Kata khilâfah banyak dinyatakan dalam hadits,  “Sesungguhnya (urusan) agama kalian berawal dengan kenabian dan rahmat, lalu akan ada Khilafah dan rahmat” (HR al-Bazzar).  Kata khilâfah dalam hadis ini memiliki pengertian: sistem pemerintahan, pewaris pemerintahan kenabian. Ini dikuatkan oleh sabdanya : “Dulu Bani Israel dipimpin dan diurus oleh para nabi. Jika para nabi itu telah wafat, mereka digantikan oleh nabi yang baru. Sungguh setelah aku tidak ada lagi seorang nabi, tetapi akan ada para khalifah yang banyak” (HR al-Bukhari dan Muslim). 

Pernyataan Rasul saw., “Sungguh setelah aku tidak ada lagi seorang nabi,” mengisyaratkan bahwa tugas dan jabatan kenabian tidak akan ada yang menggantikan beliau. Khalifah hanya menggantikan beliau dalam tugas dan jabatan politik, yaitu memimpin dan mengurusi umat.  Dari kedua hadis di atas dapat kita pahami bahwa bentuk pemerintahan yang diwariskan Nabi saw. adalah Khilafah.

مَنْ مَاتَ وَ لَيْسَ فِي عُنُقِهِ بَيْعَةٌ مَاتَ مِيْتَةً جَاهِلِيَّةً

Siapa saja yang mati, sedangkan di lehernya tidak ada baiat (kepada imam/khalifah), maka ia mati jahiliah.” (HR Muslim).

إِذَا بُوْيِعَ لِخَلِيْفَتَيْنِ فَاقْتُلُوا الآخِرَ مِنْهُمَا

“Jika dibaiat dua orang khalifah maka perangilah yang terakhir dari keduanya.” (HR Muslim)
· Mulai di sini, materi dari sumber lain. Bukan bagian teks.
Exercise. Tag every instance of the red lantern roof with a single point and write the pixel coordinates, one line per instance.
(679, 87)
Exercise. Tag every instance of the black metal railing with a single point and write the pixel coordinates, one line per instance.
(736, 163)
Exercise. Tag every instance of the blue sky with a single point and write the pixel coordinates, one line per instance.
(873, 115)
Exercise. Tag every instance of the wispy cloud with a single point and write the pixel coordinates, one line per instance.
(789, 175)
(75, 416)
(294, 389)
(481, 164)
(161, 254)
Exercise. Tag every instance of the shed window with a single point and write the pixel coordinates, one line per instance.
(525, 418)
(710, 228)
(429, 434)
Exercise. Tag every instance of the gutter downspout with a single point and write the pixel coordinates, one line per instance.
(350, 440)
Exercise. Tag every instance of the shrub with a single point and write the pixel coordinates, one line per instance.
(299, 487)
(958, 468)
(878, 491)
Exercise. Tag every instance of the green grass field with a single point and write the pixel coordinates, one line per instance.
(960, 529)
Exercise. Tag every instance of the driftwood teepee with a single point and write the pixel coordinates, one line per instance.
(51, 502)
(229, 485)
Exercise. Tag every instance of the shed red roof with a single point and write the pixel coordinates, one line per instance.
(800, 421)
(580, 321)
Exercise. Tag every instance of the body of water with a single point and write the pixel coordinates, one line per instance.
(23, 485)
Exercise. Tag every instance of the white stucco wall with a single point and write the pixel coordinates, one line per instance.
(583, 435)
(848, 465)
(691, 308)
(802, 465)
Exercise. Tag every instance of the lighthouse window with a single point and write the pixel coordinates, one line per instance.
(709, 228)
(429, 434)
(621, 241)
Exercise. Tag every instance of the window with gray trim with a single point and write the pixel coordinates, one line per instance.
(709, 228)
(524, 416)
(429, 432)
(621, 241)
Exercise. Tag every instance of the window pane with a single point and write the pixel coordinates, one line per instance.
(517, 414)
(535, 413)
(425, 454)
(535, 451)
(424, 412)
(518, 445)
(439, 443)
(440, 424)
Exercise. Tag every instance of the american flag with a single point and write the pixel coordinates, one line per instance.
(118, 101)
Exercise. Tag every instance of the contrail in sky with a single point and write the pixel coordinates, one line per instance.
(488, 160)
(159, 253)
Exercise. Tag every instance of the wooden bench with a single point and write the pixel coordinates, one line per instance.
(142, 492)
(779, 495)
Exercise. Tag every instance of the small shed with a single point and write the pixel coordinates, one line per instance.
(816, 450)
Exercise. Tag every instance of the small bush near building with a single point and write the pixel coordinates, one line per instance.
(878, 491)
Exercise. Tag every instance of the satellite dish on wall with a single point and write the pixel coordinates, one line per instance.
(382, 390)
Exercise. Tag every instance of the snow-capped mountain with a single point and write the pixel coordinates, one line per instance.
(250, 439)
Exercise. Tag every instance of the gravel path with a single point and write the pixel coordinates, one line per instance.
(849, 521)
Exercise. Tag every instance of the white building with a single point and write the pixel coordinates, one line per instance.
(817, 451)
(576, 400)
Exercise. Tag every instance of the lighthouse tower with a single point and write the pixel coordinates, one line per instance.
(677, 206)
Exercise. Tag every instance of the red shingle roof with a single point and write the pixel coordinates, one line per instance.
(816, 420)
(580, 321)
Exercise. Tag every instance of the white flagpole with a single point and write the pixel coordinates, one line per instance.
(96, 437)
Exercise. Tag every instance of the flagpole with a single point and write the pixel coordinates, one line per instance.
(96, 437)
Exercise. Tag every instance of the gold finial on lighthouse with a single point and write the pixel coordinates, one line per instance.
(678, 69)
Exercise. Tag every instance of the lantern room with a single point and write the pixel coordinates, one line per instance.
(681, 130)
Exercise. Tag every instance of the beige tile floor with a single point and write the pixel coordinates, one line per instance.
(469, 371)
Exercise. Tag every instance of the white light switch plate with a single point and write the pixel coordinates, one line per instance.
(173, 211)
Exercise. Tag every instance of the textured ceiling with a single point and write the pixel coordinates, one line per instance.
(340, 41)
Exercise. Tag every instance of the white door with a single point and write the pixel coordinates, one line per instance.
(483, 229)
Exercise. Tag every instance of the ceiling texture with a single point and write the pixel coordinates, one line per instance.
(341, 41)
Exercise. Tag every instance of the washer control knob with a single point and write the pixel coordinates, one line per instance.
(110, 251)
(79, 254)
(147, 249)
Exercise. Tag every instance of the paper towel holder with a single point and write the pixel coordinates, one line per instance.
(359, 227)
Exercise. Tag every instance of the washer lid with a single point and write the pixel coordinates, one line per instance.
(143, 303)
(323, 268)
Berdasarkan hadis di atas, menurut Syaikh ad-Dumaiji, mengangkat seorang imam (khalifah) hukumnya wajib (Ad-Dumaiji, Al-Imâmah al-‘Uzhma ‘inda Ahl as-Sunnah wa al-Jamâ’ah, hlm. 49

3. Dalil Ijmak Sahabat.

Sungguh para Sahabat ra telah bersepakat bahwa mengangkat seorang imam (khalifah) setelah zaman kenabian berakhir adalah wajib. Bahkan mereka menjadikan upaya mengangkat imam/khalifah sebagai kewajiban paling penting. Menurut Imam ath-Thabari dalam Târîkh al-Umam wa al-Mulûk, generasi awal Islam yang hidup pada kurun terbaik telah memberikan perhatian yang sangat besar terhadap urusan Kekhilafahan. Para Sahabat besar seperti Abu Bakar, Umar, Utsman, selalu memberikan amanah mengangkat khalifah baru bila khalifah sebelumnya mangkat atau karena ada sebab-sebab syar‘iy lainnya. Ini menunjukkan bahwa menegakkan Khilafah adalah wajib.
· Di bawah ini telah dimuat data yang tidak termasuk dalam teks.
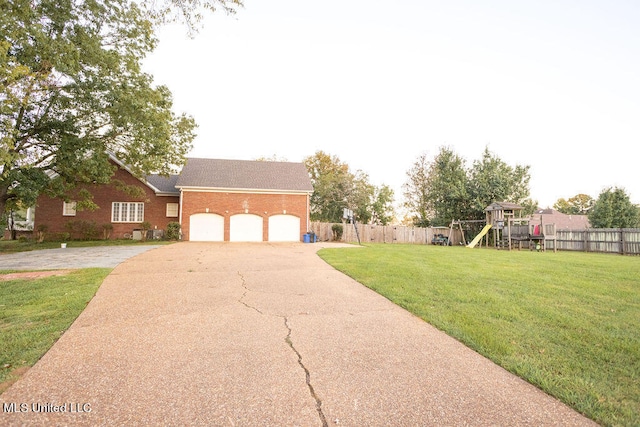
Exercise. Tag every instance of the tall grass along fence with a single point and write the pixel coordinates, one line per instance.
(383, 233)
(624, 241)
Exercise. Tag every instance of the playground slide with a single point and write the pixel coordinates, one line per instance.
(480, 235)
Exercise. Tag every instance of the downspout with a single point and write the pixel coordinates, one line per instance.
(180, 218)
(308, 211)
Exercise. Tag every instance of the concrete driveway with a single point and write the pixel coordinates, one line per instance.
(262, 334)
(101, 256)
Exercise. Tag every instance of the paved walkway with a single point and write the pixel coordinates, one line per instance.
(101, 256)
(262, 334)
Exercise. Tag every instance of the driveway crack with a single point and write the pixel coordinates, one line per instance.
(244, 294)
(289, 342)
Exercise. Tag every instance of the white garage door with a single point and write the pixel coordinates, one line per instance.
(284, 228)
(206, 228)
(246, 228)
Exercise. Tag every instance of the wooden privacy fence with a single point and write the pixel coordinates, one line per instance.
(383, 233)
(624, 241)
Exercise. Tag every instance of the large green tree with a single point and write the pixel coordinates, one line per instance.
(72, 89)
(614, 209)
(492, 180)
(336, 188)
(447, 187)
(440, 190)
(436, 190)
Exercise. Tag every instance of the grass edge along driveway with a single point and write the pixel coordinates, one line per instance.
(34, 313)
(566, 322)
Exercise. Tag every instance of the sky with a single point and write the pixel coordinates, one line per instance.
(550, 84)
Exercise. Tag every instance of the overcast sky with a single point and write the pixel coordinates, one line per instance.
(550, 84)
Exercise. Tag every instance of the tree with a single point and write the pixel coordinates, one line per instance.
(447, 187)
(332, 184)
(493, 180)
(187, 12)
(614, 209)
(579, 204)
(336, 188)
(443, 189)
(382, 209)
(72, 90)
(416, 192)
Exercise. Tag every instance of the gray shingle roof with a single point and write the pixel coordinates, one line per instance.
(165, 184)
(245, 175)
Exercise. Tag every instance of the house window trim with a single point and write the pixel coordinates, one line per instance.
(69, 208)
(175, 210)
(127, 212)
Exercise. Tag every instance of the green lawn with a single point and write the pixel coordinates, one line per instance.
(12, 246)
(566, 322)
(35, 313)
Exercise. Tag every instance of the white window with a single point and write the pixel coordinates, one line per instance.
(68, 208)
(172, 210)
(127, 212)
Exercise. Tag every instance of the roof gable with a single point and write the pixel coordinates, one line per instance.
(163, 184)
(244, 175)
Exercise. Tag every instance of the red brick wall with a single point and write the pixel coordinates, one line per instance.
(49, 210)
(228, 204)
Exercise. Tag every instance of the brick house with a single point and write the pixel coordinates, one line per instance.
(214, 200)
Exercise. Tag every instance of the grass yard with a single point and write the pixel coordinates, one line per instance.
(13, 246)
(34, 313)
(567, 322)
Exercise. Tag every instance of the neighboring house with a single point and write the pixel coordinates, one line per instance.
(214, 200)
(561, 220)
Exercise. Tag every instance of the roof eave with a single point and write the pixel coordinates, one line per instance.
(241, 190)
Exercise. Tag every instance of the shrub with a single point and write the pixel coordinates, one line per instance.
(41, 231)
(106, 230)
(173, 230)
(145, 226)
(337, 231)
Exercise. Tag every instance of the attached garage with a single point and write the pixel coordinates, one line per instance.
(245, 228)
(206, 227)
(254, 201)
(284, 228)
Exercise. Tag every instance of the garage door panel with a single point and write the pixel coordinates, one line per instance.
(206, 227)
(246, 228)
(284, 228)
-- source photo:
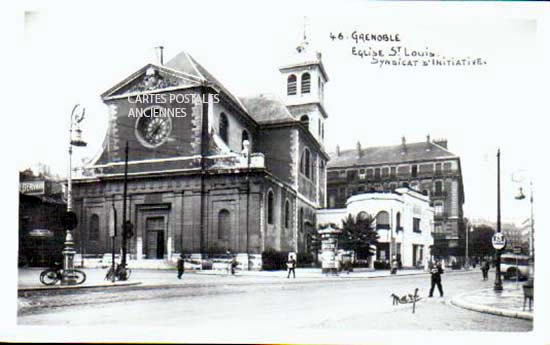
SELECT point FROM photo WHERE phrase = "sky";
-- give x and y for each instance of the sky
(72, 55)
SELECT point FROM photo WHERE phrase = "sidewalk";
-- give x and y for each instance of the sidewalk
(28, 278)
(509, 302)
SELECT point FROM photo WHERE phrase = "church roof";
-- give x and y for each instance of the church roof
(389, 155)
(185, 63)
(267, 108)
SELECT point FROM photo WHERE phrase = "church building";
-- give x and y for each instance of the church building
(208, 172)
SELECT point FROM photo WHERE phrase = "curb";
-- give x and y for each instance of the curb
(75, 287)
(456, 301)
(320, 276)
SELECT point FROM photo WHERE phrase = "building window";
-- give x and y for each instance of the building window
(224, 224)
(416, 224)
(377, 173)
(352, 175)
(438, 208)
(224, 128)
(414, 170)
(291, 85)
(305, 120)
(270, 207)
(438, 187)
(398, 221)
(305, 163)
(438, 168)
(93, 231)
(382, 220)
(287, 214)
(245, 136)
(306, 83)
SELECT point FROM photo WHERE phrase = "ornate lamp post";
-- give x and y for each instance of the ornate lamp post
(521, 196)
(77, 115)
(498, 282)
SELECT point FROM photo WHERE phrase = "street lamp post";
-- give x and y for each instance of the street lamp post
(521, 196)
(498, 281)
(77, 115)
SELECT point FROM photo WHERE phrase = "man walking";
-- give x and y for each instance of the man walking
(436, 273)
(180, 265)
(291, 265)
(485, 269)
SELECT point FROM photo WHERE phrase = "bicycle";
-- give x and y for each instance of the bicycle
(120, 273)
(53, 275)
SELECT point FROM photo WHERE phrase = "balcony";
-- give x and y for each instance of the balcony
(441, 215)
(439, 194)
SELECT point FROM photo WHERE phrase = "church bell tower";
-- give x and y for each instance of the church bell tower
(303, 81)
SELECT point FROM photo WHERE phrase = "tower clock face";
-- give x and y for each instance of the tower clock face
(153, 129)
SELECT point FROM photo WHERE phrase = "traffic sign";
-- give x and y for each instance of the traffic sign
(499, 241)
(69, 220)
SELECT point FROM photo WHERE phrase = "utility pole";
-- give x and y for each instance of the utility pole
(246, 144)
(124, 231)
Lebih dari itu, menurut Syaikh ad-Dumaji, kewajiban menegakkan Khilafah juga didasarkan pada kaidah syara :  مَا لاَ يَتِمُّ الْوَاجِبُ إِلاَّ بِهِ فَهُوَ وَاجِبٌ  (Selama suatu kewajiban tidak terlaksana kecuali dengan sesuatu maka sesuatu itu wajib pula hukumnya).  Sudah diketahui bahwa banyak kewajiban syariah yang tidak dapat dilaksanakan oleh orang-perorang, seperti kewajiban melaksanakan hudûd (rajam atau cambuk atas pezina, potong tangan atas pencuri), kewajiban jihad  dan sebagainya. Pelaksanaan semua kewajiban ini membutuhkan kekuasaan (sulthah) Islam. Kekuasaan itu tiada lain adalah Khilafah. Alhasil, kaidah syariah di atas juga merupakan dalil atas kewajiban menegakkan Khilafah (Lihat: Syaikh ad-Dumaiji, Al-Imâmah al-‘Uzhma ‘inda Ahl as-Sunnah wa al-Jamâ’ah, hlm. 49).

        Telah sangat jelas,  baik secara istilah dan      dalil-dalil syara’, bahwa khilafah adalah ajaran Islam.   Khilafah adalah  sistem pemerintahan,  penerus negara Islam yang dicontohkan Rasulullah SAW,  yang diterapkan oleh para shahabat Rasulullah dan generasi berikutnya.  Menolak dan mengingkari khilafah sama saja dengan menolak dan mengingkari  ajaran Islam!  (Wallahu a’lam bishshawwab)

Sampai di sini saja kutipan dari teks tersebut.